The history of study of Riemannian manifolds in terms of a flat ambient
space began from the Janet-Cartan theorem, which ensures that any N-
dimensional manifold can always be locally (and sometimes global) embedded
in a flat space of dimension N(N+1)/2. Additional symmetries of manifold can
reduce the number of dimensions of the ambient space required for embedding.
For spherically symmetric static manifolds this number is 6. According to
Birkhoff's theorem, the only vacuum solution of Einstein's equations with such symmetry is the Schwarzschild solution.

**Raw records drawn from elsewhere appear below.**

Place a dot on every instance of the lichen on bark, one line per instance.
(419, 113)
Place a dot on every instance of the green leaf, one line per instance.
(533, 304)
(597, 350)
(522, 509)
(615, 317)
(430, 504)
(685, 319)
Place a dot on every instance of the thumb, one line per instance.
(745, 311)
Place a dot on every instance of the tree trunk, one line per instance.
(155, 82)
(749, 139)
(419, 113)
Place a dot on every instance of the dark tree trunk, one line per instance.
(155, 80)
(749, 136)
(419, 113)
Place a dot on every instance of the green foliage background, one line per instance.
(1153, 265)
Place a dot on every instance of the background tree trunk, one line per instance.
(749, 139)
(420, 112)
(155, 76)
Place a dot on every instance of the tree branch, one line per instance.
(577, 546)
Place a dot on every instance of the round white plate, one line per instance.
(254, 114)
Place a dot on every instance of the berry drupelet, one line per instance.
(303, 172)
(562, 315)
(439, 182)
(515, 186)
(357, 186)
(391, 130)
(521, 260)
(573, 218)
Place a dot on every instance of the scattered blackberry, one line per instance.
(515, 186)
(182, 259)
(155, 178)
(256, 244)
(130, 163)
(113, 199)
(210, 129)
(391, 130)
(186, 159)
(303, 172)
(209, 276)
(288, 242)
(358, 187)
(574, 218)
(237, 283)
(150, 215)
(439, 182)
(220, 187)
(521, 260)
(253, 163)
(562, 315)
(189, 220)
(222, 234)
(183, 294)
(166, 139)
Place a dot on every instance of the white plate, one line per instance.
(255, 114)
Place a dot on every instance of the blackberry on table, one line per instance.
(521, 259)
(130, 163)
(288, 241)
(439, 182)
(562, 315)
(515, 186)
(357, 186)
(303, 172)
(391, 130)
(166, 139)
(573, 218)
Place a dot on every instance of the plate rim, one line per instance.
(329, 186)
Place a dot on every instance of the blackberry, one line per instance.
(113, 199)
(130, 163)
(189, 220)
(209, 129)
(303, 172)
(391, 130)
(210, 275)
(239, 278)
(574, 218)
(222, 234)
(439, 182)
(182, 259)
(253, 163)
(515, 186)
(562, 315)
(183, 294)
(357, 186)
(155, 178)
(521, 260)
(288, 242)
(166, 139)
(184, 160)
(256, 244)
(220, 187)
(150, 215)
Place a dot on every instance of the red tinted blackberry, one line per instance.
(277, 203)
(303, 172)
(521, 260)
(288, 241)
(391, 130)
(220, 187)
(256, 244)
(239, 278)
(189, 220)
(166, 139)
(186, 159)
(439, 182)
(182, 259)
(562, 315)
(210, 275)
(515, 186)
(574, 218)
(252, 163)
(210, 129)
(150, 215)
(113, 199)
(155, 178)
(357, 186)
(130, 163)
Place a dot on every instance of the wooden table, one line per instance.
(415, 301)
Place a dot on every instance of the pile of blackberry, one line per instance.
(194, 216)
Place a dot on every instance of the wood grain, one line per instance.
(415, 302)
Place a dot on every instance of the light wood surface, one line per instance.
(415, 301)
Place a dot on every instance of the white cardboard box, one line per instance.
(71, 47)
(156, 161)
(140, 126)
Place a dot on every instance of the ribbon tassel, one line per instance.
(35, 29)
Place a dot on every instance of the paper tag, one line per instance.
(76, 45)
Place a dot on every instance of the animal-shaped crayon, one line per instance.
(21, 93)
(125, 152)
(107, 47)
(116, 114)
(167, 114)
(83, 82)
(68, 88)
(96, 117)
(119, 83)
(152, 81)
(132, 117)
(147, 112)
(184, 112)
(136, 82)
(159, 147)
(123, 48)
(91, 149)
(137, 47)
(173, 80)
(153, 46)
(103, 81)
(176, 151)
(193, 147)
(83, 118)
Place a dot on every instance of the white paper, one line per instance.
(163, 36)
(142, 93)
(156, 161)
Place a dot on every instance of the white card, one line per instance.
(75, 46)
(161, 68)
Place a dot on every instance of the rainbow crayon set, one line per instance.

As Janet-Cartan theorem does not guarantee the uniqueness of embedding,
there are several embedding of the Schwarzschild metric in the 6-dimensional
space. The first of them was founded by Kasner in 1921, but the ambient space
of this embedding has two time-like directions, and so this embedding is not
very interesting for physics. The most famous of the embeddings was offered by Fronsdal in 1959, it is a global embedding in (1+5)-dimensional Minkowskian space. However, a significant drawback of this embedding is that it is not asymptotically flat, i. e. does not turn into the 4-dimensional plane whereas we go far from the gravitating mass. None of several other well-known embeddings of the Schwarzschild metric also has this property. Thus, there is a problem: the insertion of an infinitesimal mass in flat space changes the asymptotic behavior of its embedding, where this mass doesn’t change the physics.
This work presents a global asymptotically flat embedding of the
Schwarzschild solution in (1+5)-dimensional flat space, and solves the problem of the asymptotics in embedding of gravitating mass. The next step would be a generalization of this result to the Regge-Teitelboim approach of gravity.